Lack of spingomyelinase causes accumulation of spingomyelin in macrophages of bone marrow, spleen, liver, and brain. Macrophages from NPD patients are called foam cells with eccentric nuclei and foamy texture cytoplasm.

Question 37

What are the clinical symptoms of Niemann-Pick Disease?

Answer 37

Clinical symptoms are poor physical development, extreme enlarged spleen and liver, and vacuolated lymphs.
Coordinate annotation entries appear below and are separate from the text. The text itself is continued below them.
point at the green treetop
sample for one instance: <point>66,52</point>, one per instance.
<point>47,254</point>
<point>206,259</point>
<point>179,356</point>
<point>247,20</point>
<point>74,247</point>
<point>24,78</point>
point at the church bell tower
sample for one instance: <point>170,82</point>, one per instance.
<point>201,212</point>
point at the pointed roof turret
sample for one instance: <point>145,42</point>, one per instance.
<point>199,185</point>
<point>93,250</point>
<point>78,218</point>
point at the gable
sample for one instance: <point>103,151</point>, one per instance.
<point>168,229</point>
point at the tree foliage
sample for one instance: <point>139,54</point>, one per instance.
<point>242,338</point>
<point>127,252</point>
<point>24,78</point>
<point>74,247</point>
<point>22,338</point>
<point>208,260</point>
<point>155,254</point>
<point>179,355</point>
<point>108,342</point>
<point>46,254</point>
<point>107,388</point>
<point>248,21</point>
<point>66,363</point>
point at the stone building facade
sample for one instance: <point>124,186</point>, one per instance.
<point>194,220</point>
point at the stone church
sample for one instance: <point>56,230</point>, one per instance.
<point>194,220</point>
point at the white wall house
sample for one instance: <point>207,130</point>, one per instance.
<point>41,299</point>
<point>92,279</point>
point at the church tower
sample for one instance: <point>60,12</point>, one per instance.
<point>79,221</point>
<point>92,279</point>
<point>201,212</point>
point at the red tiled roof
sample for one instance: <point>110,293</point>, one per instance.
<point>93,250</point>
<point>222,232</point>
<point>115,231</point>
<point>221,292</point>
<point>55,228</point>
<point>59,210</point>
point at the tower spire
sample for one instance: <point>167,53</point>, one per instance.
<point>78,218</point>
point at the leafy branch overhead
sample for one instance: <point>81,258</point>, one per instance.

Due to splenomegaly patients can have leukopenia, thrombocytopenia, and variable anemia.

Question 38

What is the treatment for Neimann-Pick Disease?

Answer 38

Bone marrow transplant. There is no other options for treatment.

Question 39

Describe Familial Sea-Blue Histiocytosis

Answer 39

Unknown specific enzyme deficiency. Enlarged tissue macrophages in spleen, liver and bone marrow show numerous lipid granules that stain blue green with wright’s stain. These cells are seen in CML and NPD too.

Question 40

What are the clinical symptoms of familial sea blue histiocytosis?

Answer 40

Hepatosplenomegaly and thrombocytopenia

Question 41

What are the signs of infectious mononucleosis?

Answer 41

Reactive lymphs in peripheral blood and a positive heterophile test.

Question 42

What are the clinical features of infectious mononucleosis?

Answer 42

-Incubation 3 - 7 weeks; lasting 1-3 weeks
-Fever, pharyngitis, and bilateral cervical lymphadenopathy
-Nonspecific malaise and fatigue

Question 43

What are some complications of infectious mononucleosis?

Answer 43

Aplastic anemia, DIC, TTP, splenomegaly, cold agglutinin disease, and hepatitis

Question 44

What are some lab features of infectious mononucleosis?

Answer 44

• Elevated WBC count, 10-30 X 10^ 9
  -Absolute T-Cell lymphocytosis ++5x10^9/L
• Over 20% reactive lymphs in peripheral blood
  -Monocytosis may occur in p.b.
  -Presence of Downey cells (Type 2 lymphs)

Question 45

What are some serological tests for infectious mononucleosis?

Answer 45

+ heterophile Antibody test
+ Specific EBV antibodies
+ PCR for EBV antigen

Question 46

If a monospot is negative and symptoms are close to infectious mononucleosis it could be…?

Answer 46

Cytomegalovirus (CMV) infection
It will show absolute reactive lymphocytosis but negative heterophile.

Question 47

Describe Acute Infectious Lymphocytosis

Answer 47

Caused by Coxsackie Enterovirus or nonviral.
-Asymptomatic or can have fever, diarrhea, upper respiratory infection, and abdominal pain.
- Absolute T-cell lymphocytosis that can be over 100k but usually between 40k to 50k.
KEY: Lymphocytes are nonreactive and uniform HOWEVER in CMV they are reactive.